As correct preparation of a maltodextrin gel is of some importance in achieving optimal functional performance, the detailed method is described here. For a 25% potato maltodextrin gel, 375 g of cold tap water is placed into a 600 ml glass beaker. The beaker is placed under a mixer with a propeller-type stirrer (e.g., Janke and Kunkel). The mixer is started on medium to high speed (approximately 1500 rpm) and 125 g of maltodextrin is added slowly by sprinkling it into the vortex, until a smooth, lump-free, opaque solution of low viscosity is obtained. The opacity is caused by small air bubbles. If available, the solution can be deaerated by placing it into an ultrasonic waterbath to give a clear solution with a layer of foam on top. Ultrasonication is a good way of ensuring that the malto-dextrin has been fully dissolved. However, deaeration is not necessary for good gel formation as the air bubbles do not affect gel strength. After covering and refrigerating overnight, a white, smooth, and spreadable gel ready for further processing is obtained.

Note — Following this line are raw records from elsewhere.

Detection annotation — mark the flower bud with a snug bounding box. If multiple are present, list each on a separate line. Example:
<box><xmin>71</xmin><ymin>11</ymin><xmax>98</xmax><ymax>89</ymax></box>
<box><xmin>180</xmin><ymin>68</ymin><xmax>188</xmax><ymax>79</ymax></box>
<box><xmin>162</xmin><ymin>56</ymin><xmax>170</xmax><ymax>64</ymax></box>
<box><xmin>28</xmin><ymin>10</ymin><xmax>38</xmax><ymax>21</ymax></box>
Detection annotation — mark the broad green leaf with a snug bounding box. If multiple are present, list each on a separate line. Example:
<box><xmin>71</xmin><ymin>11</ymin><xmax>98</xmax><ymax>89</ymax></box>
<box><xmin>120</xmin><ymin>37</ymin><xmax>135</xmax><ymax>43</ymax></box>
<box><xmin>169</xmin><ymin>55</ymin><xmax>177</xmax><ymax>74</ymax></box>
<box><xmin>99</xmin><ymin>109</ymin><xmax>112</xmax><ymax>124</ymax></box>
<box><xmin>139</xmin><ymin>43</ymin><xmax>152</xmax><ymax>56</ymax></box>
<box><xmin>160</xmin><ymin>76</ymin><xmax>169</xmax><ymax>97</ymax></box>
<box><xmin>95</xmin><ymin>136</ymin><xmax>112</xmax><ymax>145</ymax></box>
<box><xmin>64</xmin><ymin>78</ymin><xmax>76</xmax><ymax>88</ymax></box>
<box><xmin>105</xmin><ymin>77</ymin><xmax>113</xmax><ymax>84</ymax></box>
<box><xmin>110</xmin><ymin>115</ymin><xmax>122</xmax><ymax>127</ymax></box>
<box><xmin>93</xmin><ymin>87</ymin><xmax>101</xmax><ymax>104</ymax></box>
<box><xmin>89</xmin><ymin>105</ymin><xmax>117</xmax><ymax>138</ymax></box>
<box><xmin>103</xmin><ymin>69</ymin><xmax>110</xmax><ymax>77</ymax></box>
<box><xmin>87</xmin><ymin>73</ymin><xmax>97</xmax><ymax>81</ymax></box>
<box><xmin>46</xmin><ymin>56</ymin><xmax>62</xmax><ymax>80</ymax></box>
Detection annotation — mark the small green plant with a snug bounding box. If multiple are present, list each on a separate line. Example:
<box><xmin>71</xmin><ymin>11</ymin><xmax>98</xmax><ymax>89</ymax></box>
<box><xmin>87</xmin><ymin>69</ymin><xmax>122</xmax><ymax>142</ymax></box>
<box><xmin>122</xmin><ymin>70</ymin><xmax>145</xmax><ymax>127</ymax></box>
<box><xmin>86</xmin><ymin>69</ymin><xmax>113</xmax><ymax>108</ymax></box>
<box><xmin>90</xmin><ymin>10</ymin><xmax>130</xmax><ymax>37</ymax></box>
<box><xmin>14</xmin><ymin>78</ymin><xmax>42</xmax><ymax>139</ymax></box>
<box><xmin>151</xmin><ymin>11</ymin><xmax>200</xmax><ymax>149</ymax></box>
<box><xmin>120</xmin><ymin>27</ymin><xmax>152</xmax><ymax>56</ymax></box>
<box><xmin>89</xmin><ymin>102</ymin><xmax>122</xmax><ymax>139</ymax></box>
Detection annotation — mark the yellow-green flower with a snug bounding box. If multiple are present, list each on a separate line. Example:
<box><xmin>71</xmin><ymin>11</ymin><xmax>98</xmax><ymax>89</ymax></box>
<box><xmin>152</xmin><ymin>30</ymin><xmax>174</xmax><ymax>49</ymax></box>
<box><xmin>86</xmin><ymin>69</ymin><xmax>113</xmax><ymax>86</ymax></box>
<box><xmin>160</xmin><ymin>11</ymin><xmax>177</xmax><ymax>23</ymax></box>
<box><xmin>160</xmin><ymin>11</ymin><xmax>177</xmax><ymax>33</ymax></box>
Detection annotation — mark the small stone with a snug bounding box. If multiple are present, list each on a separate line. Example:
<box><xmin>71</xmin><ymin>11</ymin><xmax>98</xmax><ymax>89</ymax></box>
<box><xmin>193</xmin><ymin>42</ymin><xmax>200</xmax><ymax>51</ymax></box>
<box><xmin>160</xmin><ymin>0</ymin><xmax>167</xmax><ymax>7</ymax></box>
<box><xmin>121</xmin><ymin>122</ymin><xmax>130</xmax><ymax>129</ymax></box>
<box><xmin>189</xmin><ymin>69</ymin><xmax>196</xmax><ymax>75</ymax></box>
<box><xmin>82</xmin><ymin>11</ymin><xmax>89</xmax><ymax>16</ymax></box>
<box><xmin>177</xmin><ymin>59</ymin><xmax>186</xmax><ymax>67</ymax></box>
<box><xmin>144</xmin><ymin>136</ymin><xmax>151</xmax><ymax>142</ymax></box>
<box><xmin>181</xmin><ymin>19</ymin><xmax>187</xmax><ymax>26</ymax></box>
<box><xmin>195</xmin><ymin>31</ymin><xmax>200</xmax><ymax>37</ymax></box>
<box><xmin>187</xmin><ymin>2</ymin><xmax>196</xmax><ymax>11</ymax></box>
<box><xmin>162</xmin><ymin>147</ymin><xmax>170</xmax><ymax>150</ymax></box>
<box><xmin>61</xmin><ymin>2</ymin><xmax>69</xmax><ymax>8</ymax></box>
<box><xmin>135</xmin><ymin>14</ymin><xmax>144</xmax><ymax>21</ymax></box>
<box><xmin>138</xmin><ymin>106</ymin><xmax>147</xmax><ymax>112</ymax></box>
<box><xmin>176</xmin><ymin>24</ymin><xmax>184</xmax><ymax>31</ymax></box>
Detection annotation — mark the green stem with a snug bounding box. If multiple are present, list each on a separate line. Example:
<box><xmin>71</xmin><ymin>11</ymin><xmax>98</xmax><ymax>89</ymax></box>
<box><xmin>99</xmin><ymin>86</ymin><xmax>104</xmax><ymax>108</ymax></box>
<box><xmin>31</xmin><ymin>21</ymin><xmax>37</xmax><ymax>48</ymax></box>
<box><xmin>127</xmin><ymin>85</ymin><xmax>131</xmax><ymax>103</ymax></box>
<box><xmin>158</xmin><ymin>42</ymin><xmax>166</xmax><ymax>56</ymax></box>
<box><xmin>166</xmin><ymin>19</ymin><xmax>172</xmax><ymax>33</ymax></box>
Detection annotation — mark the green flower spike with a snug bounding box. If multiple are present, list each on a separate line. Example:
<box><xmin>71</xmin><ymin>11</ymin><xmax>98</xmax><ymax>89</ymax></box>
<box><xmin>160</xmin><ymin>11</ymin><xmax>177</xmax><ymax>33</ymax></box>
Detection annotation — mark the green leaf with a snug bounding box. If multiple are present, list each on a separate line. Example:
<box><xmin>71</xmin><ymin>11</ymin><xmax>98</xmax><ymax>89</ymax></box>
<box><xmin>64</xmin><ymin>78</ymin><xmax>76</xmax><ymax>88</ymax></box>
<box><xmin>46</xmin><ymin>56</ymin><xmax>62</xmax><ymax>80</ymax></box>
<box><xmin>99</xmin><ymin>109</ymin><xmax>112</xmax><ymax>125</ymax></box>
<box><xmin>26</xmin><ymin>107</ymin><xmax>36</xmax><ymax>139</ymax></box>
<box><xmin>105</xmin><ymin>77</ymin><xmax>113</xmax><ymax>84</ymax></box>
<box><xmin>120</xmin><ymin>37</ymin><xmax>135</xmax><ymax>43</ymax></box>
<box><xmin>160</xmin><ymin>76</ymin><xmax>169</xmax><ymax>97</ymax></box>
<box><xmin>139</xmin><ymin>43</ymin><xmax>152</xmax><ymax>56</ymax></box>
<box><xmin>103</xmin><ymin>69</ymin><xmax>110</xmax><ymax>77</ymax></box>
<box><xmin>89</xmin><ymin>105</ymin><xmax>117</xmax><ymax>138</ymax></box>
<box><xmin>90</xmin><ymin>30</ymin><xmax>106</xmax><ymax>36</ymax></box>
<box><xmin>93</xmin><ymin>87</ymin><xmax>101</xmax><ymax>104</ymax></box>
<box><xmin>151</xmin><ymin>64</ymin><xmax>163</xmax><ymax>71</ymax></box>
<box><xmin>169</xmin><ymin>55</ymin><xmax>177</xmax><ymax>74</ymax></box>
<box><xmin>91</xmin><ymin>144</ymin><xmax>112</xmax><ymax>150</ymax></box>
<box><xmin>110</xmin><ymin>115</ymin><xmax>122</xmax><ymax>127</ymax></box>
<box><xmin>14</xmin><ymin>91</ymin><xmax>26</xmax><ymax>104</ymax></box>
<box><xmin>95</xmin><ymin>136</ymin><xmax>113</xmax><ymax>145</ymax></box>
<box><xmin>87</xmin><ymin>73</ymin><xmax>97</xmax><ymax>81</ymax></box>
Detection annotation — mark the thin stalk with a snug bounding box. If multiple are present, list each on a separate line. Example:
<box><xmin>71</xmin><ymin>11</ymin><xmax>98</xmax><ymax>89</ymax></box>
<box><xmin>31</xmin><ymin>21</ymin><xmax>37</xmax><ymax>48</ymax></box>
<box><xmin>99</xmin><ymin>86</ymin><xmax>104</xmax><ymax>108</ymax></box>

Maltodextrin gels derived from potato starch have plastic, fat-like characteristics. The texture is short, spreadable, and nonelastic in nature and the gels are thermoreversible, which means that they melt upon heating and reset to a comparable gel strength when cooled down again. The gels are also shear-thinning and reform when shearing is stopped. Maltodextrin gels are pH-stable, retaining the same gel strength in the pH range 3 to 7. Gel strengths increase with higher concentrations, as shown in Figure 6B.2. The hydration temperature is also of interest; when the product is dissolved in hot water, the gel is stronger, as shown in Figure 6B.3. However, if higher water temperatures are used, more vigourous homogenization might be required as lumps may appear more quickly in hot than in cold water.
Low-DE maltodextrins can be used directly as powders or in the form of pre-prepared gels, depending on the processing conditions and the desired characteristics of the final product. In either case, low-DE maltodextrins enhance creaminess, provide body, and give a fatty mouthcoating to the food product in which they are used. Examples of applications where low-DE maltodextrins exhibit these functionalities particularly well are cream soups and sauces, frozen desserts, and bakery fillings. Maltodextrins also often contribute to a fat-like (short, spreadable, or spoonable) texture, when the concentration in the available water in the formulation is sufficiently high for gel formation to take place. This property is particularly useful in products such as cheesecake or low-fat spreads.